Ketan Talaulikar: Hi, I think AC was in the queue. I was just saying AC is in the queue.

Susan Hares: Go ahead, Ketan, you're always—you always get top priority.

Ketan Talaulikar: No, no. AC was in the queue.

Susan Hares: Thank you. Okay, AC.

AC Lindem: Can you hear me? AC Lindum, Arrcus. Yes, we can hear you. Go ahead. Okay. Yeah, we recognized this problem for link failures. It's pretty hard for node failures and we have a—we did it for BGP SPF. And what we do is we advertise rather than withdrawing the link, the originator of the NLRI for the link advertises it down and it's held for a little while. If you look at RFC 9815 Section 6.5.1. So we did recognize this exact problem that you had the picture of for BGP SPF.
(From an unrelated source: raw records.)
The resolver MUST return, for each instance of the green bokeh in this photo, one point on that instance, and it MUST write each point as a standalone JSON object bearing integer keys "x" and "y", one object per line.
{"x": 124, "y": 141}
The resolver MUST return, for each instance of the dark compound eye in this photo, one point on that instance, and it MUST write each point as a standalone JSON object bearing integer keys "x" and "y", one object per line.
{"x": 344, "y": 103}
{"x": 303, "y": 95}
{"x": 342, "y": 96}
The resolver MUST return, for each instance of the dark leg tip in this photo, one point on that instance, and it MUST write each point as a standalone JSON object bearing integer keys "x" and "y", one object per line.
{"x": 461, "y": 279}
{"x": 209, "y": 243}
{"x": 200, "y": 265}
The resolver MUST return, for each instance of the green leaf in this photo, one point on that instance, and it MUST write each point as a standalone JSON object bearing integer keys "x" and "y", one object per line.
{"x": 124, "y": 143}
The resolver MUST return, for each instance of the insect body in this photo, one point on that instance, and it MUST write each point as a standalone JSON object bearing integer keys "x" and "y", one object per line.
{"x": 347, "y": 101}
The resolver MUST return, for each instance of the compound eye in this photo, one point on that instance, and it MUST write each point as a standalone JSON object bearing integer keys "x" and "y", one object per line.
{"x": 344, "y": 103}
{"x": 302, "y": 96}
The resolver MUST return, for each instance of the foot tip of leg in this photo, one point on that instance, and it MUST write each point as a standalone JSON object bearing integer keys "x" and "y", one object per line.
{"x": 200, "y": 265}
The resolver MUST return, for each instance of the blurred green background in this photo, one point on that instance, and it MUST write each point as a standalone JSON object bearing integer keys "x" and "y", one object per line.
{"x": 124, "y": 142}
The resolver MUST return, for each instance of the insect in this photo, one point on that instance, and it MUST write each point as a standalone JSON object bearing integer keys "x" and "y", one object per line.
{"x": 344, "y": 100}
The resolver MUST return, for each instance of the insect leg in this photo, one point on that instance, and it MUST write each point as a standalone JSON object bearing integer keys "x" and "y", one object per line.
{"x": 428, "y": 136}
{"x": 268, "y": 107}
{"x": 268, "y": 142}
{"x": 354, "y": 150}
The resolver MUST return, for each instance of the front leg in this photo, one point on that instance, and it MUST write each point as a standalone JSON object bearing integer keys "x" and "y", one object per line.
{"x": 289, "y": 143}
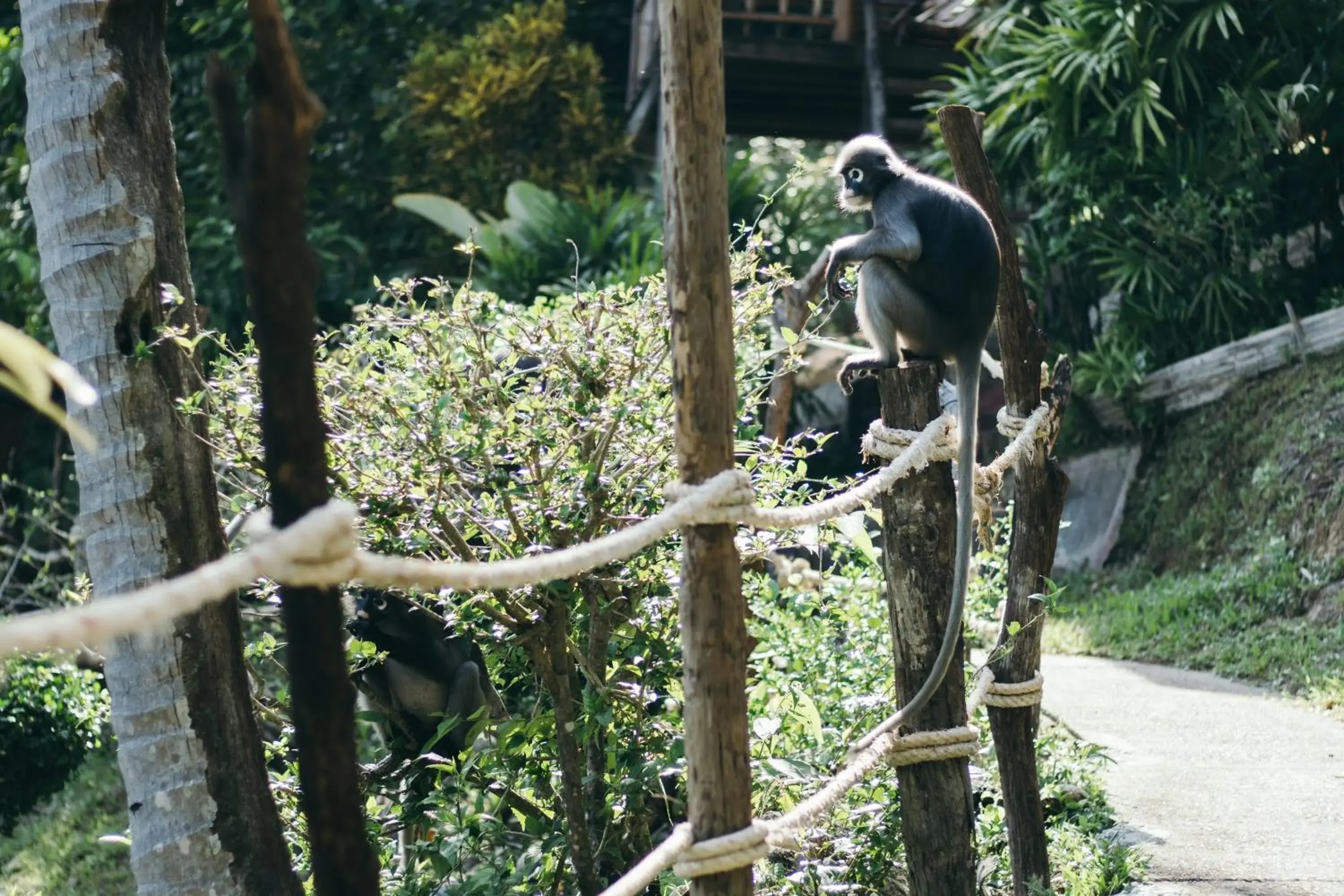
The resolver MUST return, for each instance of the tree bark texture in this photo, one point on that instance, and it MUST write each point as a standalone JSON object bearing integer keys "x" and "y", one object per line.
{"x": 108, "y": 209}
{"x": 267, "y": 175}
{"x": 920, "y": 546}
{"x": 713, "y": 610}
{"x": 557, "y": 669}
{"x": 1039, "y": 503}
{"x": 873, "y": 69}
Susan Hares: That was useful information. It's on the chat. He's asking you to look at RFC 9815 Section 5.1.0. The chat will be available. Asian, did you have something?

Asian: Yeah, I have discussed this idea with the author offline and I think the reason that the AC has such experience maybe their draft didn't write very clearly. It is not about the advertise the link information within BGP, they want to—they want to solve some problem some within the some complex scenario for inter-AS links, not the link within AS. I think they maybe they should update their draft and later for the seek for more—more discussion in the list.

Susan Hares: Thank you, take his advice. And again, thank you for your patience in going through this and we'll close the working group session at that time. Thank you very much.